The key takeaway is that whilst both Muhammed Ali and Joe Frazer had their successes in their professional life, the lack of self-care in the long run led to them being miserable. George Foreman, on the other hand, took steps at different stages of the career to safeguard his wellbeing, and in the end retied a very happy, healthy and wealthy man.
But what does this mean from a safety perspective? Well, it illustrates that wellbeing is woven into everything we do in the world of safety. If someone is meeting the key areas of wellbeing like health, happiness and job satisfaction, they are much more likely to feel empowered in their workplace to take charge of their own behavioural safety and that of their colleagues.
“George Foreman is really interesting in this respect. He suffers the worst defeat in the history of the sport. Muhammad Ali is the most popular, successful sportsman you can imagine. And at the peak of his powers, he fights Foreman, who’s a massive underdog, and wins. So, you can argue that Foreman has suffered the worst defeat in the history of the sport to lose to the great Ali, even though he was the overwhelming favourite.
As you can imagine, it breaks him.

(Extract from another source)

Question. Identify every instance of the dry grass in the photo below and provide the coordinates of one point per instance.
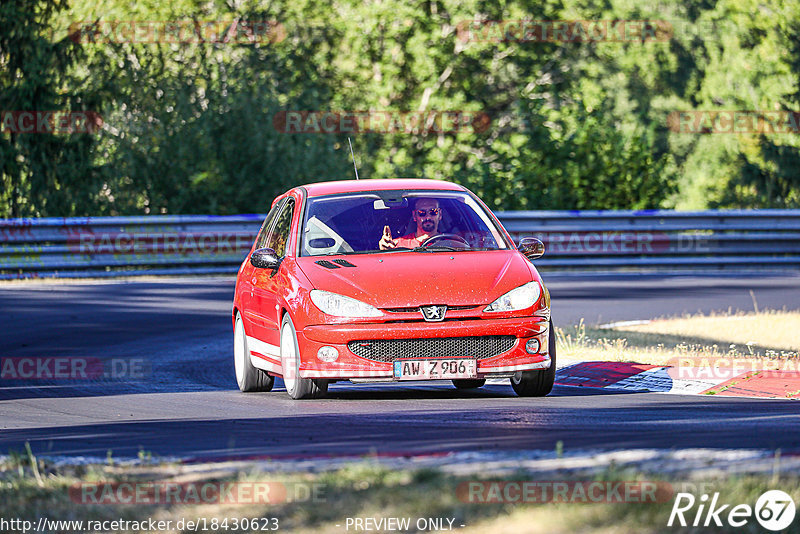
(767, 334)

He fights a couple more fights but his heart’s not in it. He retires. He’s gone from the sport at 25. But in time, he finds religion and that gives meaning to his life. And to try and raise money for a youth club, I think in Galveston, Texas, certainly Texas somewhere, he’s suggested that he boxes again. And he doesn’t want to.
He says, “That was 20 years ago now. I’m in my 40s now.” But he’s persuaded to take low-risk fights, and he keeps winning. So in due course, he finds a guy called Evander Holyfield. His nickname was actually “The Real Deal.” And obviously, Foreman can’t win this fight. But he does much better than people thought. It was kind of a TV gimmick, really.
But he does much better than people thought. So in a couple of months, when Holyfield has an off night against a young man called Michael Moorer, Foreman is watching this in Texas and says, “Well, I could beat him. I’ll wait for him to get tired. When he gets tired, he might make an amateur mistake, and if he does, I’ll chin him.” And he does.
That’s exactly what happens. The guy is miles ahead on points, gets tired, Foreman wins. At this point, he’s a really nice man. Everybody loves him. He gets the endorsement to make some grills. They sell fantastically well. I think he got $183 million when he sold out in his shares.
And somewhere in Texas tonight is a really happy, really healthy, really rich, really popular man called George Foreman. And the whole story, I think, begs two questions. The first one is, you know, “Who won?” And I want to ask the grandchildren, you know, for their answer to that, because I want to suggest, of course, that in the long run, Foreman won.
So with that story of the three famous boxers, that takes us full circle. You know, we get out of life, on balance, what we put into it, whether it’s safety culture, whether it’s cultural excellence, whether it’s well-being, mental health. We can have an impact on what the outcome will be.”
Find out more about how to influence behavioural safety in your workers
The videos provided by Tim Marsh help to illustrate some of the challenges that are present when organisations are trying to improve behavioural safety. The key takeaway is that a holistic approach is needed with good wellbeing strategies at the heart of any behavioural safety changes.